Emotion Detection in Text: An End-to-End NLP Pipeline Using Logistic Regression

Objective:
The primary goal of this project is to develop a robust and efficient pipeline for detecting emotions in text using Natural Language Processing (NLP) techniques and machine learning. By leveraging logistic regression, naive bayes the project aims to classify text into various emotional categories such as joy, sadness, anger, fear, and others.

Dataset:
The project utilizes a dataset containing text samples labeled with corresponding emotions.

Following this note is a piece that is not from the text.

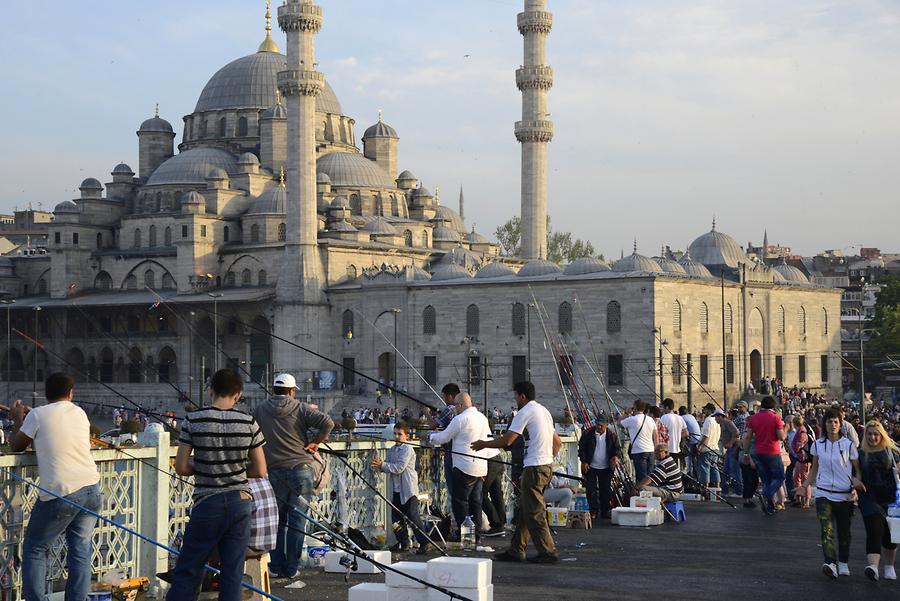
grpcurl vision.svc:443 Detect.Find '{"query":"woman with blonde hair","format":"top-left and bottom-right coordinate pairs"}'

The dataset is loaded and inspected to understand the distribution of emotions and prepare for subsequent processing.

Methodology:

Data Exploration and Visualization:

Load the dataset using pandas and explore the distribution of emotions using value counts.
Visualize the data distribution using seaborn to understand the frequency of each emotion category.

Data Cleaning:

Employ the neattext library to clean the text data by removing user handles, stopwords, and other irrelevant components.
Create a new column Clean_Text in the dataframe to store the cleaned text.

Feature Engineering:

Define features (cleaned text) and labels (emotions) for the model.
Split the data into training and test sets using train_test_split from sklearn.

Model Building:

Construct a machine learning pipeline using sklearn's Pipeline.
Integrate CountVectorizer for text vectorization and LogisticRegression for classification.
Train the logistic regression model on the training data.

Model Evaluation:

Evaluate the model’s performance on the test set using accuracy score and classification report.
Assess model predictions and prediction probabilities for individual text samples.

Model Saving:

Save the trained model pipeline using joblib for future use and deployment.